Kommentar

Lässt sich im Namen Deutschlands alles gefallen: Bundeskanzlerin Angela Merkel (Bild: Metropolico).
05 Mrz 2017

Schlaglicht: Die Stunde der Appeasement-Tiger

Wenn Demagogen plötzlich zu Diktatoren werden, ist es wie1938. Es ist immer die Schwäche der Anderen, die Unrecht zulässt. Es ist die schwache Appeasement-Poltik eines Neville Chamberlain, eines Eduard Dalardier und das rotzige Auftreten eines meist kleinen Mannes mit Bärtchen, der nicht erklärte, dass er eine Polizeieinheit in Syrien aufbauen wollte und seine Panzer im Nordirak parkt. Nein, es ging damals um die Tschechoslowakei, ein Kunstgebilde, ein Staat, der dem kleinen Mann nicht passte.

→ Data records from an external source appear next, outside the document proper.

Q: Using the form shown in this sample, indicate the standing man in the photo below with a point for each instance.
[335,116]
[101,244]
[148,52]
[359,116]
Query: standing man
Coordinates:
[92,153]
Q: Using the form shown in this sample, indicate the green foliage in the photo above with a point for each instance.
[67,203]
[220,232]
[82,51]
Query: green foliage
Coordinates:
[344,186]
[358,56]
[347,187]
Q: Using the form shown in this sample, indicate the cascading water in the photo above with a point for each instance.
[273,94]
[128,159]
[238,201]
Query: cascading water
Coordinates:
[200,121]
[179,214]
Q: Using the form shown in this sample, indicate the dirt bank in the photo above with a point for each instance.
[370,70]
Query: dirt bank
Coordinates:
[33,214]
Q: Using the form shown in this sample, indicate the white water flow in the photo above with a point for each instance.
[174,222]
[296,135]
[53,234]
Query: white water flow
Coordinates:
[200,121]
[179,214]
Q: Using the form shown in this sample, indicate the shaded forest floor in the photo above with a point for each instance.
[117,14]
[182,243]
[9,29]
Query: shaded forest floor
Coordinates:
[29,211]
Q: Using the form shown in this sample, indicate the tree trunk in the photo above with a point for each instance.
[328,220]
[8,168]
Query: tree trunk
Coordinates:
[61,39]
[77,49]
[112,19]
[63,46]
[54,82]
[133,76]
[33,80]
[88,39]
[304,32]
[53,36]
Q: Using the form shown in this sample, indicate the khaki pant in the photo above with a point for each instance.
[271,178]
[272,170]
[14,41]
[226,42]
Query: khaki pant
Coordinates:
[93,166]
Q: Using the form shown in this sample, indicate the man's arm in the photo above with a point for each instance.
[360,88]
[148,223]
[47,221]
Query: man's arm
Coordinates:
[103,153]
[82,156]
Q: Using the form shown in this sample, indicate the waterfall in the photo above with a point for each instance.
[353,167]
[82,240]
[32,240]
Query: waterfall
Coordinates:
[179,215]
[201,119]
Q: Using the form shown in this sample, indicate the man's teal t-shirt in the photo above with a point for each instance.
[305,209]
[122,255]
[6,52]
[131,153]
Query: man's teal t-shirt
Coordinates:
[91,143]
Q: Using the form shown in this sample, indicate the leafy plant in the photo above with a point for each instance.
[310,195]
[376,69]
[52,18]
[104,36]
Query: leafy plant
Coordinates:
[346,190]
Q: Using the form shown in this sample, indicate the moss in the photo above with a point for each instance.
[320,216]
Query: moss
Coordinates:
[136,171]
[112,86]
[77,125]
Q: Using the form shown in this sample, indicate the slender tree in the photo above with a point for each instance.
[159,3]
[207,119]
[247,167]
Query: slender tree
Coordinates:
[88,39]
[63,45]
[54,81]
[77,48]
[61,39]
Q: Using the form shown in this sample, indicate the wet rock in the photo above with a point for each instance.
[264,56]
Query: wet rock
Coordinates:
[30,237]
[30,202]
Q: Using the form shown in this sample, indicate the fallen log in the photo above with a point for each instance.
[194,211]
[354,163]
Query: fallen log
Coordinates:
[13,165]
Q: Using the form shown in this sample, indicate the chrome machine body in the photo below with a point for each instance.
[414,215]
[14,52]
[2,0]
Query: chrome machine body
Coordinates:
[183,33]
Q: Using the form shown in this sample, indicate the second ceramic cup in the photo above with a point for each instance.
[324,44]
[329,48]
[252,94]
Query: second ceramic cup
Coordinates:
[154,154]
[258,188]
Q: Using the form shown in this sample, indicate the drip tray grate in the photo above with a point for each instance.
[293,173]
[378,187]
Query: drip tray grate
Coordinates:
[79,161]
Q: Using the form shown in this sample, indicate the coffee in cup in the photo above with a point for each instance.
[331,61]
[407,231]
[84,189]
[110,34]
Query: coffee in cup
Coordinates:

Sicher ist der türkische Präsident Recep Tayyip Erdogan nur ein kleiner Hitler. Wie einst im Keller des Reichssicherheitshauptamts neben dem Berliner Reichsluftfahrtministerium verschwinden in seinem Land heute Bürgermeister, Richter, Lehrer, Studenten, Journalisten zum Verhör. Alles Volksverräter. Er ist Richter, Volk und Henker. Erdogan geht sogar noch weiter und sperrt ausländische Journalisten ein. Das hat Hitler 1938 in München nicht getan.

Der Schriftsteller und US-Geheimdienst-Mitarbeiter Hans Habe – ein Ungar – vertrat in der Stunde Null nach dem letzten großen Krieg die Meinung, dass man Demokratie, wenn es gar nicht anders geht, mit der Waffe verteidigen muss. Hitler sei auch nicht mit frommen Sprüchen erledigt worden, sondern mit Blut, Schweiß und Tränen. Der Radikale der Mitte, wie sich der Dutzfreund des Süddeutschen-Mitbegründers Erich Kästner und Haß-Freund des späteren DDR Schriftstellers Stefan Heym nannte, war klar in seiner Haltung.

Der deutsche Bundespräsident Joachim Gauck ist es nicht. Dieser glaubt dagegen utopistisch, dass unsere Freiheit so groß sei, dass man Redner wie den türkischen Selbstjustizminister gerne ins Land hineinlassen solle. Dort dürfe er dann Reden halten, um die Redefreiheit in seinem eigenen Land anzuschaffen. Wenn er eine Halle im schwäbischen Gagenau für 500 Menschen anmietet und mit 14 000 Zuhörern rechnet, ist es nicht verwunderlich, wenn die Stadt absagt. Das ist eine kommunale Entscheidung eines Bürgermeisters, der von einer Ostdeutschen Kanzlerin im Stich gelassen wird. Und von einem Ostdeutschen Bundespräsideten. Beide haben offenbar die eigene Vergangenheit durch ihre enorme Karriere in Selbstsucht vergessen. Merkel saß nie im Knast in der DDR. Gauck versöhnte Alt-Stasis. Und es wundert auch niemanden, wenn aus dem radikalen Umfeld des wenig liberalen Umfeld des Veranstalters mit Bombendrohungen auf die kleine Gemeinde geantwortet wird.

Auch wundert es kaum, wenn sich andere AKP-Politiker aus Erdogans Reihen mit weiteren Drohungen in Richtung deutscher Kanzlerin artikulieren. Mann solle aufpassen, dass man die freundschaftliche Beziehung nicht aufs Spiel setze. Immerhin könne man drei Millionen Flüchtlinge auf Europa loslassen.

Das schwache Europa – schon öfter von Zuwandererströmen aus dem Orient bedroht – hat sich in seiner Geschichte immer wieder erst neu erfinden müssen. Manchmal machte die Not erfinderisch, als die Türken mal wieder vor Wien standen. Dann mussten christliche Polen den von deutschen Söldnern zusammengehaltene Stadt retten. Gedankt wurde ihnen mit der Teilung Polens. So ist Europa. Uneins. Schwach. Vielleicht ist es dass, was US-Präsident Donald Trump anmahnte, als er fordert: Europa muss sich wieder selbst verteidigen lernen. Bei uns werden diese Worte verdreht. Mann will sie nicht mehr verstehen. Bloß keinen Konflikt! So wird sich Geschichte wiederholen, so werden Diktatoren wieder groß. Nur weil man aus der eigenen Geschichte nichts gelernt hat. Dabei wäre es doch möglich diesen mit vielen Milliarden Euro unterstützten Diktatoren aufzuhalten. Einfach ist es nicht. Nur nicht für einen zahnlosen Tiger.